Most large investment firms now have an AI committee or working group. Mine sits at the intersection of the technology org, the investment org, and risk and compliance. The committee meets, debates, and decides things like: which use cases get capital, where the firm’s data goes (and doesn’t), what the procurement bar is for vendor models, what the firm’s posture is on training data and PII, what we’re willing to do with public LLMs versus what stays inside the perimeter, what gets logged and reviewed.

The committee work matters because every one of those decisions becomes a constraint on the next year of building. A firm that decides “no public LLMs touching investment data” has a very different platform roadmap than one that decides “approved providers, with reviewed logging.” Both are defensible positions. Neither is reversible without a quarter of cleanup.

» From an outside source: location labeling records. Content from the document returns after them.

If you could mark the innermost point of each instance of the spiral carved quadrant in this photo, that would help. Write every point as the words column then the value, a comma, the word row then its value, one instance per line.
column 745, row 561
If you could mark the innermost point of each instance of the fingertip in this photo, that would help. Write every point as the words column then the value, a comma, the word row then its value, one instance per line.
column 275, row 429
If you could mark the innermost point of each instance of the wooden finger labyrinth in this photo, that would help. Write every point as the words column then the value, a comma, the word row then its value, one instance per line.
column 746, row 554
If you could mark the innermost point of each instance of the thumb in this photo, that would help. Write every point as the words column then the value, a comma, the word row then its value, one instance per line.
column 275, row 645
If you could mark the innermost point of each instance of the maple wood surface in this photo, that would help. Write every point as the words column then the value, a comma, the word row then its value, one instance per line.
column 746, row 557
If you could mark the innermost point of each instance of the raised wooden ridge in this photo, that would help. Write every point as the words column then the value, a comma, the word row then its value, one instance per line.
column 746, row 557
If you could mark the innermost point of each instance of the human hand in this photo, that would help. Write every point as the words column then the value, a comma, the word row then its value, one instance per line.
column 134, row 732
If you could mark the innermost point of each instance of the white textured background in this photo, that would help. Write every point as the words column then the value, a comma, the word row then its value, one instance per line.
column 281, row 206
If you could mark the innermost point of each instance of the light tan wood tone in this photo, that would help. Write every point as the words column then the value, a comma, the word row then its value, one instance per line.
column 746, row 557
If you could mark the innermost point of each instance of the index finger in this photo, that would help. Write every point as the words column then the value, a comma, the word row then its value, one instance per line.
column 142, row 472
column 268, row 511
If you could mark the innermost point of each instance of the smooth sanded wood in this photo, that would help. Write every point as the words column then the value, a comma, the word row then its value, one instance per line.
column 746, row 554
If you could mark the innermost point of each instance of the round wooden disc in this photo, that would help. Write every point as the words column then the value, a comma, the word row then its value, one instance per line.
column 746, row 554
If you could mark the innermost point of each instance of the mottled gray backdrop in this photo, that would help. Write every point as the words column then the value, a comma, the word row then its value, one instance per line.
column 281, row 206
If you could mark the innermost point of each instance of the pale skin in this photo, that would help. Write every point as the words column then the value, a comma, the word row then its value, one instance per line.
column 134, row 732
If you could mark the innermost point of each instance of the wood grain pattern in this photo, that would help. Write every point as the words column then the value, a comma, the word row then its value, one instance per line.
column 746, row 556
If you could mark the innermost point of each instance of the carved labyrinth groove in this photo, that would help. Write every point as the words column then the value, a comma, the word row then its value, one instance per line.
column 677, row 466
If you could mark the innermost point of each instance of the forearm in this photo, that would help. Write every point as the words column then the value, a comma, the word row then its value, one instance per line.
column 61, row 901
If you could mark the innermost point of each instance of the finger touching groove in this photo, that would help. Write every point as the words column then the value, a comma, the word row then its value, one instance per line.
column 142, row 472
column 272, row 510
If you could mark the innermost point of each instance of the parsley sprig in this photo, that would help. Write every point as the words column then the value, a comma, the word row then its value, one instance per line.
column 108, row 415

The job of the people on these committees — the job I think most people misunderstand — is not to advocate for AI. It’s to translate between the part of the firm that wants to ship and the part that wants to be careful. Both sides are right. The translation is the work.

The platform

After the committee gets the constraints right, you need a platform that makes it possible to actually use AI inside those constraints. For us, that’s a Snowflake-and-dbt foundation, an in-house Streamlit visualization framework, a model registry, evaluations that run on real investment workflows (not benchmark datasets), and the boring infrastructure that makes any of it auditable.

This is where most firms get stuck. The vendor demo runs on a dataset the vendor controls, against an evaluation the vendor designed, with a workflow the vendor invented. The day after the demo, you have to make it work on your data, with your governance, against your portfolio managers’ actual questions. The gap between demo-day and production-day is roughly twelve months, and most of those twelve months are infrastructure and team-building, not model work.

The gap

The gap between vendor pitch and investment reality is the part nobody talks about, so I’ll talk about it. A portfolio manager doesn’t want a chatbot that summarizes earnings calls — they want to know how a rate move will affect their book under three different macro scenarios, in the next ninety seconds, with the underlying data they can audit. The first thing is a feature. The second thing is a system. AI helps, but the system is mostly governance, data engineering, and the trust the user has built up with the people who built it for them. A model that hallucinates on a portfolio manager twice is a model that doesn’t get a third try.

So when I talk about “driving AI,” I’m really talking about three things: setting the constraints early, building the platform that makes the constraints livable, and earning the trust that lets the platform actually get used. The model choice is the smallest of the three.

It’s also the only part the press writes about. That’s fine. The work is in the other two.